Sure, but I didnt add them, and I’m too lazy to go off and add them. You are reducing the pool of potential people who might reply.

@hughperkins Ok, I’ve edited the post by adding the imports. Hope that helps

Ok. So, as Simon pointed out, your covariance matrix needs to be positive semi-definite. As the doc at https://pytorch.org/docs/stable/distributions.html#multivariatenormal points out, you can achieve that by multiplying your lower triangular matrix by its transpose:

import torch
from torch.distributions.multivariate_normal import MultivariateNormal
from torch.distributions import kl_divergence

# p = MultivariateNormal(torch.zeros(5).cuda(), torch.eye(5).cuda())
# q = MultivariateNormal(torch.randn(1, 5).cuda(), torch.tril(torch.randn(5,5)).cuda())
# kl_divergence(p,q)


p = MultivariateNormal(torch.zeros(5), torch.eye(5))
print('p.sample()', p.sample())

if False:
    q_mean = torch.randn(1, 5)
    q_cov = torch.tril(torch.randn(5,5))
    print('q_mean', q_mean)
    print('q_cov', q_cov)
    q = MultivariateNormal(q_mean, q_cov)
    print('q', q)

q_mean = torch.randn(1, 5)
L = torch.tril(torch.randn(5,5))
q_cov = L @ L.transpose(0, 1)
print('q_mean', q_mean)
print('q_cov', q_cov)
q = MultivariateNormal(q_mean, q_cov)
print('q.sample()', q.sample())

kl = kl_divergence(p,q)
print('kl', kl)

Output:

p.sample() tensor([ 0.1836, -0.6165,  0.7646, -0.9500, -1.9736])
q_mean tensor([[ 0.7356, -1.4405,  0.4172,  0.2697,  1.2461]])
q_cov tensor([[ 3.7545, -0.4939,  0.2997,  0.3735,  0.6791],
        [-0.4939,  0.1115,  0.4387, -0.1818,  0.0683],
        [ 0.2997,  0.4387,  7.0361, -2.1879,  2.3761],
        [ 0.3735, -0.1818, -2.1879,  1.1052, -0.5114],
        [ 0.6791,  0.0683,  2.3761, -0.5114,  1.1063]])
q.sample() tensor([[ 4.9458, -1.7962,  1.3363,  0.2006,  1.5021]])
kl tensor([ 117.6113])

Oh. Do you intend to use scale_tril= parameter?

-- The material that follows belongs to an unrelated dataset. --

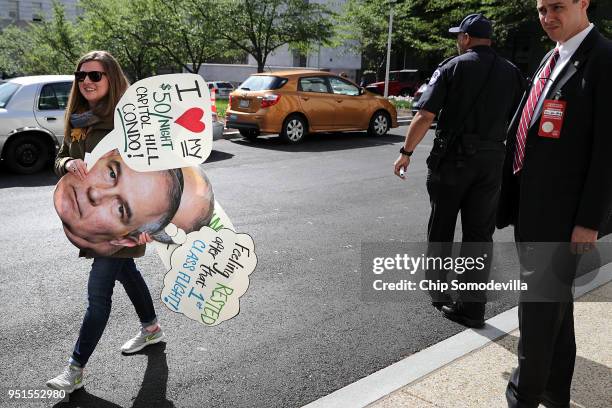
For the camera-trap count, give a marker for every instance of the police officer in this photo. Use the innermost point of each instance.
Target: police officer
(474, 96)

If the latter, you can use that too, but, as the doc says, the lower triangular matrix needs to have positive diagonal elements:

import torch
from torch.distributions.multivariate_normal import MultivariateNormal
from torch.distributions import kl_divergence

p = MultivariateNormal(torch.zeros(5), torch.eye(5))
print('p.sample()', p.sample())

q_mean = torch.randn(1, 5)
print('q_mean', q_mean)
L = torch.tril(torch.randn(5,5).abs() + 0.1)
print('L', L)
q = MultivariateNormal(q_mean, scale_tril=L)
print('q.sample()', q.sample())

kl = kl_divergence(p,q)
print('kl', kl)

output:

p.sample() tensor([ 0.6368, -0.0909,  0.0822,  0.1273,  1.1169])
q_mean tensor([[ 1.1417, -0.2070, -1.2527,  0.4430, -1.5522]])
L tensor([[ 0.6695,  0.0000,  0.0000,  0.0000,  0.0000],
        [ 1.4359,  0.7194,  0.0000,  0.0000,  0.0000],
        [ 1.4802,  0.7240,  0.3760,  0.0000,  0.0000],
        [ 1.2003,  0.3702,  0.6561,  1.0024,  0.0000],
        [ 1.4357,  0.4746,  0.1379,  1.3532,  1.9632]])
q.sample() tensor([[ 1.4201, -0.7672, -1.6811,  1.1081, -1.4706]])
kl tensor([ 30.6731])

(Yes, I’m learning as I go along too. That’s kind of the point of why answering questions is fun )

@hughperkins Thank you for the answer and for pointing that out. I thought that the internal _scale_tril function employed by the kl_divergence functio does this job for us.